If you want to get your hands on some new triple clamps, check out

For any other motorcycle parts, accessories, or gear needs, you can find them at

Transcribed version:

"Hi, this is Michael Lindsay from Vital MX, we're here at Chaparral Motorsports today and we're gonna show you how to install a set of XTRIG trip clamps on our KX450F. So to get things started, we need to get most of the front end components off the bike. Most of the tools you'll need will an eight millimeter, a ten millimeter, either socket or end wrenches. You'll probably need a 22mm for the axle, a 32mm for the trip clamp is the most common, and maybe a few Allen heads for either the brake caliper or the fork guards, depending upon what bike you have. We're gonna start with the front fender, move down to the wheel, and then we're gonna wanna leave the triple clamps on to help hold the clamps straight so they don't spin when we're trying to get the head stem nut off. After that we'll pull the forks out and then we'll take the bars out by loosening the bar mounts. Okay, now that we have the forks, front fender, front wheel, everything else out of the way, we can get right to the clamps. For the most part, as long as you're working in a clean environment, I tend to just let the controls hang as long as you're not getting your brake caliper in the dirt or anything like that. Able to remove our stock top triple clamp. And most your stock clamps, of course, have this lock nut right here. Spin that off and remove it and slide out that bottom triple clamp. So now that we have our triple clamps off, we're gonna take our stock top bearing out and we're gonna clean it off, then clean out the races. 
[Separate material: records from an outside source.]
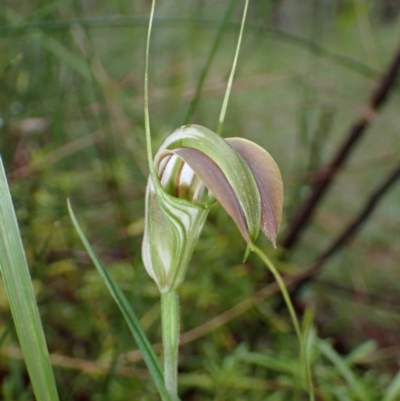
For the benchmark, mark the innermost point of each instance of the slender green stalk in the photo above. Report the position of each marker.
(196, 98)
(229, 86)
(170, 335)
(286, 297)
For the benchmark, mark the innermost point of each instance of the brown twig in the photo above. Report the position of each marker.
(349, 232)
(329, 172)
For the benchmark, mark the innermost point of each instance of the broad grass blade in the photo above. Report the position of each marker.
(149, 355)
(18, 285)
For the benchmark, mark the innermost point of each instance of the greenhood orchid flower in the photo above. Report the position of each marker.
(193, 168)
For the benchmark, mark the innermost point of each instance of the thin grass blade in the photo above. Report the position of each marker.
(132, 321)
(341, 366)
(19, 290)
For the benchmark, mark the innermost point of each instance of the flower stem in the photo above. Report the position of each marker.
(170, 336)
(302, 340)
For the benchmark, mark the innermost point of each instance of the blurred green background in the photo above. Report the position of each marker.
(71, 125)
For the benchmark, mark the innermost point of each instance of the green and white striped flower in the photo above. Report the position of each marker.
(193, 167)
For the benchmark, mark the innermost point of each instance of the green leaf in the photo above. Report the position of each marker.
(18, 285)
(132, 321)
(341, 366)
(237, 174)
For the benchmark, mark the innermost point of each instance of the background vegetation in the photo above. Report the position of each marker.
(71, 125)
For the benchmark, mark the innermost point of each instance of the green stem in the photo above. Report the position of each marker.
(170, 336)
(229, 86)
(300, 336)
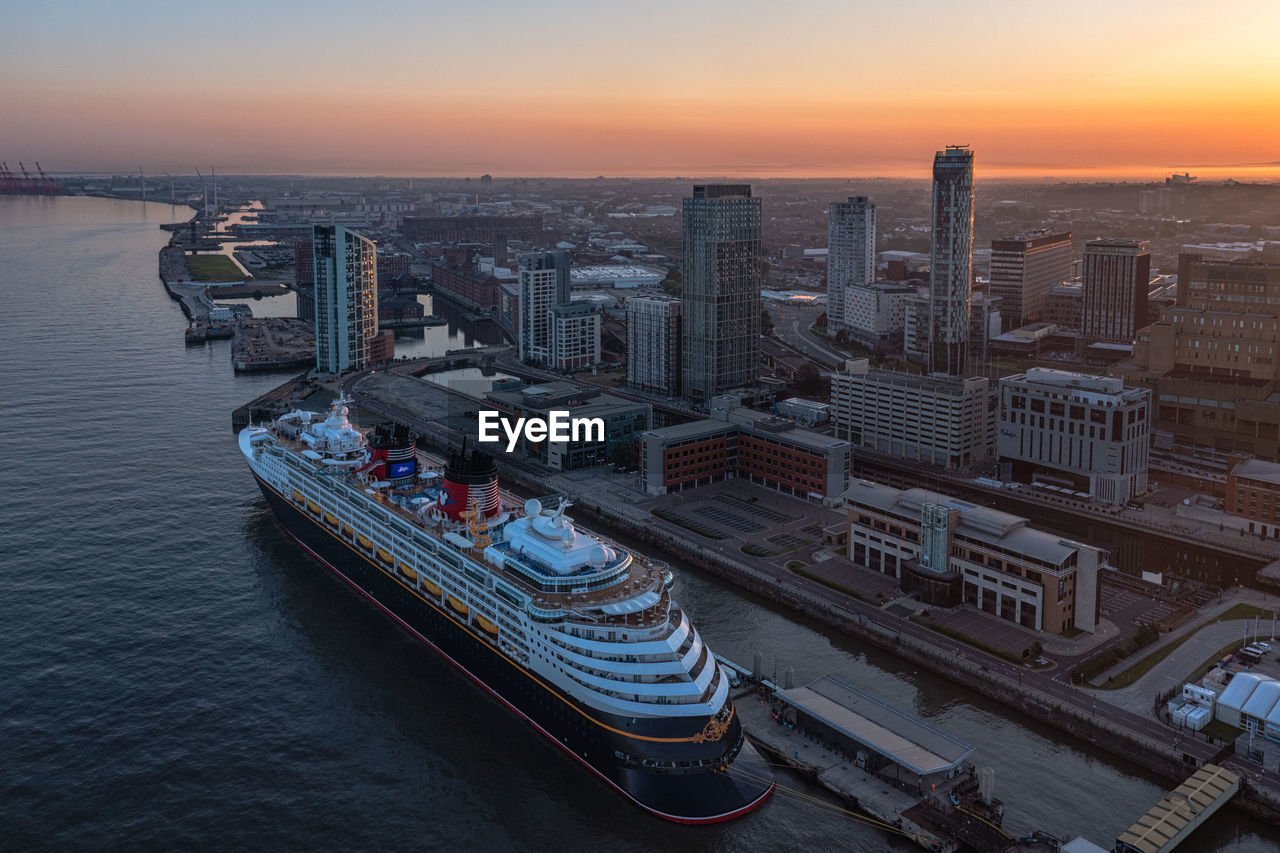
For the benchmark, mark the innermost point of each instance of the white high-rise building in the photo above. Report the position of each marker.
(544, 283)
(346, 297)
(935, 420)
(1074, 430)
(722, 291)
(850, 255)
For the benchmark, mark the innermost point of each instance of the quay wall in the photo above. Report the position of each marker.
(1161, 757)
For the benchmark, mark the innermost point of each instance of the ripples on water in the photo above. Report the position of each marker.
(178, 675)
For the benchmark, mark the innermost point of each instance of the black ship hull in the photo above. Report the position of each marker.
(668, 766)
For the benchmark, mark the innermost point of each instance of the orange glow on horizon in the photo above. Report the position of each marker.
(763, 92)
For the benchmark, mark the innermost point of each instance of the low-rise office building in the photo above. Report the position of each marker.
(739, 442)
(1253, 495)
(924, 419)
(1074, 430)
(876, 313)
(952, 552)
(575, 336)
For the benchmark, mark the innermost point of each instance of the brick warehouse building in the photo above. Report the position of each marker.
(737, 442)
(444, 229)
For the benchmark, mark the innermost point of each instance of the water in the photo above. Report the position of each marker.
(178, 675)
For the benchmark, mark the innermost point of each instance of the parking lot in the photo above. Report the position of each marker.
(1130, 607)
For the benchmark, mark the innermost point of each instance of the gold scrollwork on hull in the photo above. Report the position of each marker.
(713, 730)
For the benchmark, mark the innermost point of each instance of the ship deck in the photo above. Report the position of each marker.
(584, 606)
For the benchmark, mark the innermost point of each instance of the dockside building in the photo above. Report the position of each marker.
(952, 552)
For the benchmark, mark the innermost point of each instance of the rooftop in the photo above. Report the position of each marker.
(981, 523)
(895, 734)
(1256, 469)
(860, 368)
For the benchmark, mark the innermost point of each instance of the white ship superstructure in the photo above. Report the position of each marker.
(577, 620)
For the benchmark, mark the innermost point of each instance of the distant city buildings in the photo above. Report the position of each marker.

Big key to re-greasing this is not just to slather grease all over and expect that to work, you wanna actually try to work it in the bearing. You can do this two ways, by trying to roll the bearing and work the grease in and also just trying to kinda force it down in the slot and just kinda spread it in there. You slather on top, you're mostly just gonna lose most of that grease when it slides in the race, it's all just gonna kinda push out around it. So you wanna try to work it in there. Spin the bearings and just take your time to really make sure you get this done right first time. And then of course the race itself also needs grease. The big key with the race is to double-check and to make sure that you haven't run the bearings too tight or that they haven't seized up and caused any galling or any kind of chips, and you just wanna roll your finger around, make sure it's smooth. As long as it is, you're just good to re-grease it as well and slide your bearing back in. So you wanna, you know, repeat the same effort down below. Usually down below is where you get the most dirt buildup and it needs the most attention as the water drips down through your stock clamps and everything kinda buildups down here and just gets a lot more grimy.  So now we're gonna slide in our X-TRIG clamp now everything's greased up. The key is to remember to get your controls out of the way. I cannot describe how many times I've actually started on this and left the cables down on the wrong side of the clamp and then you gotta start from scratch. So you'll find that most your aftermarket clamps don't use the lock nut that's found on the stock clamp, so instead use the steering stem nut to create the tension needed. So in this case, we're just using a little metal spacer and we're sliding the top clamp directly on. And then just lightly pin on the steering stem to help keep the lower clamp from falling out while we continue working. 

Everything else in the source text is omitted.